Lower-risk ETF opportunities may seem difficult to find. That said, risk is often in the eye of the shareholder.
For example, historical evidence suggests that platinum “typically” trades at a price 2/3 higher than gold. It may not shine like the yellow metal, but platinum is 30x more rare. That is one reason for the price premium.
At the moment, though, gold is roughly $1725 per ounce versus platinum’s $1625. The ratio is completely out of whack. In fact, platinum would need to climb roughly 70%… near $2,800 per ounce… to restore the historical relationship.
Wouldn’t platinum get killed in a precious metals sell-off? After all, many feel that gold is “bubbly.” (I am not one of them.)
Let’s assume that gold plummets to $1000 per ounce – a -42% shellacking. If everything eventually reverts back to its mean – if platinum and gold return to a mean historical ratio – then platinum would remain near its present spot price of $1625. No shellacking.
In other words, platinum may have limited downside risk and tremendous upside potential. Consider ETF Physical Platinum (PPLT) for a pure play or consider First Trust Global Platinum (PLTM) for a basket of platinum producers.

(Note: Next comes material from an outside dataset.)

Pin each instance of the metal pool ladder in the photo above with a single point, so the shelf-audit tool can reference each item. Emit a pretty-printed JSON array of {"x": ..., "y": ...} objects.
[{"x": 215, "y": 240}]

Disclosure: Gary Gordon, MS, CFP is the president of Pacific Park Financial, Inc., a Registered Investment Adviser with the SEC. Gary Gordon, Pacific Park Financial, Inc, and/or its clients may hold positions in the ETFs, mutual funds, and/or any investment asset mentioned above. The commentary does not constitute individualized investment advice. The opinions offered herein are not personalized recommendations to buy, sell or hold securities. At times, issuers of exchange-traded products compensate Pacific Park Financial, Inc. or its subsidiaries for advertising at the ETF Expert web site. ETF Expert content is created independently of any advertising relationships.